Apesar de ter se recuperado bem, o incidente causou traumas que permanecem até os dias hoje. O zumbido da granada se confunde com o do trovão em dias de chuva, e transporta o soldado ao campo de batalha mais uma vez.
Embora a Segunda Guerra Mundial tenha chegado ao fim oficialmente no dia 2 de setembro de 1945, os soldados brasileiros foram enviados de volta para casa em 10 de julho daquele ano. Foram oito meses em combate que geraram muitos traumas em Hugo, que nunca havia presenciado tamanha maldade humana, principalmente dos soldados alemães.
Marido atencioso
Além de um bravo combatente, Hugo é um homem muito romântico, e não cansa de expressar seu amor pela esposa. O carinho pela amada ultrapassa as palavras e transborda em ações.
Vô Hugo e Dona Otília estão juntos há mais de 30 anos, e encontraram juntos, a felicidade após a viuvez. O Sargento já tinha cinco filhos do primeiro casamento, e ganhou mais dois na segunda união, adotados pelo coração.
Ele recorda de um presente muito especial que deu à esposa, que quando era criança desejava ter uma boneca, mas nunca pode realizar esse sonho. Hugo planejou a surpresa sozinho, e claro, ninguém seria melhor para contar essa história, além dele mesmo.
Os dois vão juntos à igreja, e são frequentadores fiéis. Dona Otília gosta de cantar hinos acompanhada da filha, e também sabe tocar gaita-ponto como profissional. Já Hugo, é leitor voraz e já leu a bíblia inúmeras vezes. Ele confessa que por conta da idade não consegue mais ler, mas pede que Deus conceda a ele esse presente mais uma vez.
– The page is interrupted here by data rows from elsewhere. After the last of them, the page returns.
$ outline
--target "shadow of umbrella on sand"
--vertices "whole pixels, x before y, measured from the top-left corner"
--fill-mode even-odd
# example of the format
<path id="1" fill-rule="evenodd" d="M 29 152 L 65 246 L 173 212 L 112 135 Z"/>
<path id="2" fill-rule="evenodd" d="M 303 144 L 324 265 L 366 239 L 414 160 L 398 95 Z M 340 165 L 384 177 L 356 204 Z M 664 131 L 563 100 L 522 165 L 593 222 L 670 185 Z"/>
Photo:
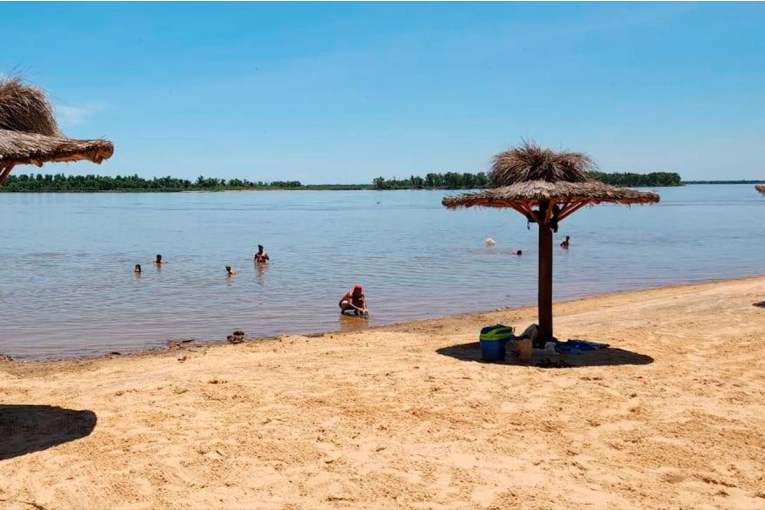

No segundo semestre de 2022, a escritora Keila Eliza Borinelli transformou as memórias do herói da guerra em livro. A obra “Memórias de um Centenário da Força Expedicionária Brasileira” relata a experiência de Hugo como um jovem servindo o Brasil em um país estrangeiro.
O casal é muito receptivo e recebe visitas como ninguém. Enquanto Hugo encanta com sua história de vida e lucidez fascinante, a esposa o ajuda a lembrar de pequenos detalhes e nomes, e ainda serve um café espetacular.